男は腕の中で分からないという顔をしている少年を見て、しばらく考えた。
言いたいことはたくさんある気がするが、結局まともな答えは返せなかった。
だから、「気に入らねえから。」とだけ答えた。
「……何がですか。」
「全部だよ。」
そう答えて再び歩き出した。
ゴミ捨て場の臭いが薄くなってきた。
薄暗い路地を抜け、表通りに出た。
男はそこで一度、足を止めた。
「……帰るぞ。」
少年が男を見るめて問う。
「どこへ、ですか。」
男は少し考えてから、口元にわずかな笑みを浮かべた。
無精ひげのせいもあって、決して人好きのする笑顔ではなかったが、少年は不思議とその笑顔が嫌いでないような気がした。
「さあな。俺もまだ決めてない。」
「……?」
「でもまあ――」
男は腕の中の少年を無意識に抱きなおす。
「お前がゴミ捨て場にいる必要は、もうない。」
少年にはその言葉の意味が分からなかったが、それ以上は何も聞かなかった。
二人は表通りを進む。
商人の呼び込みの声、鍛冶屋の鉄を打つ音、馬車の車輪のきしむ音、すれ違う旅人たち、警邏中の自警団…
アルヴェインの街は先ほどまでと何一つ変わらない。
二人に注意を向けるものもいない。
くたびれた旅装の旅の剣士が、薄汚れた小さな奴隷の少年を連れている。
――それだけだった。
少年はまだ男にしがみつかなかった。ただ荷物のように運ばれるだけだった。
男はそれが気に入らないらしく、時折、不機嫌そうに少年を見下ろしたが、特に何も言わなかった。

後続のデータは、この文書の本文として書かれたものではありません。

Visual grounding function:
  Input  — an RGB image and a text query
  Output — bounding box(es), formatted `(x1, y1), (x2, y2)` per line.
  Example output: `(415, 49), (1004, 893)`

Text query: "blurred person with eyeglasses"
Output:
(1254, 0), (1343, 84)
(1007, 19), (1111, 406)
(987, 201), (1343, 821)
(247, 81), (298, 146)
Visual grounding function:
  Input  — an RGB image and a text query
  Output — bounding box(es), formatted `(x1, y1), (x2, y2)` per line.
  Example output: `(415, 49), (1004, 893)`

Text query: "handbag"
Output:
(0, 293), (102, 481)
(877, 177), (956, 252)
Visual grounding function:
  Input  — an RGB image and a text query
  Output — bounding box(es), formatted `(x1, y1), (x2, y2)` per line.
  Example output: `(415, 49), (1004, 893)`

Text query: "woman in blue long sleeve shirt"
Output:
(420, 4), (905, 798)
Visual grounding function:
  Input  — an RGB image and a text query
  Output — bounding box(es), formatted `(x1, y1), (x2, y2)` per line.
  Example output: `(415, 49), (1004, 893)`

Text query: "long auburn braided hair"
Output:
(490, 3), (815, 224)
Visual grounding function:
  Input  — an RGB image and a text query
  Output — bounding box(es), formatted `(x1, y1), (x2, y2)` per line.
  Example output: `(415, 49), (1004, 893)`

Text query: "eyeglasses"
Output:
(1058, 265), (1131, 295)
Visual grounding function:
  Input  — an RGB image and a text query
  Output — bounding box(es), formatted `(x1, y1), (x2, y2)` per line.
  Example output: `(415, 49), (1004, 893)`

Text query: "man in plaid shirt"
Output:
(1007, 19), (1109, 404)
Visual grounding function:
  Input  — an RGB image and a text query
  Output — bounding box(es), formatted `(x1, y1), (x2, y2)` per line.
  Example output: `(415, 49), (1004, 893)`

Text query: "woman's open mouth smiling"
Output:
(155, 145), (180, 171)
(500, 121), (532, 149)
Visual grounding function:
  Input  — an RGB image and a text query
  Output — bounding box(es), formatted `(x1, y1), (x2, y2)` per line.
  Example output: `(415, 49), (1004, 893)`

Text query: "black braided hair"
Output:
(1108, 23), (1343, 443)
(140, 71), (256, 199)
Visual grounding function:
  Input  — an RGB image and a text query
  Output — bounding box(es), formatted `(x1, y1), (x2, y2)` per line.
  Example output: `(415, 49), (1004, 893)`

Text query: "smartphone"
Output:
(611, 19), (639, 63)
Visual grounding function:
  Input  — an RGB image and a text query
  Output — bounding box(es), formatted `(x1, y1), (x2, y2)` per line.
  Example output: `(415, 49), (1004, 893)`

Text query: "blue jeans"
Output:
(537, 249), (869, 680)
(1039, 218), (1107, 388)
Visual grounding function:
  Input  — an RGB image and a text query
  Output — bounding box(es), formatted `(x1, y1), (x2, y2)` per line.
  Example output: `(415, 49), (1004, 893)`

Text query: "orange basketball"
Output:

これから先、この少年が何を知り、何に笑い、何に怒り、そして何を選ぶのか。
このときには、まだ誰にも分からない。
少年には名前さえなかった。
六歳に見える彼が本当は九歳であることを知って、男が言葉を失うのはまだ先のことだった。
名前のない九歳の少年と、名前さえ名乗っていない旅の剣士。
この二人の出会いは、大勢の人間が行き交う世界の片隅で起きた、誰も知らない小さな出来事でしかない。
男は少年を抱いたまま、人混みに消えていく。
その肩越しに、少年は一度だけ振り返った。
もう見えなくなった暗い路地裏、その奥の、自分が投げ捨てられたゴミの山が遠ざかっていく。
少年は路地裏の方角をただ静かに見つめていた。
その表情には、寂しいさも、嬉しさも浮かぶことはない。
自分の行き先を、自分で決めることさえ知らなかったからだ。
やがて少年は前を向いた。
彼の視線の先には見慣れた街、その先には見知らぬ国へ続く道。
自分のそばには名前さえ知らない、見知らぬ男の横顔。
そして頭上にはまぶしい程の青空が広がっていた。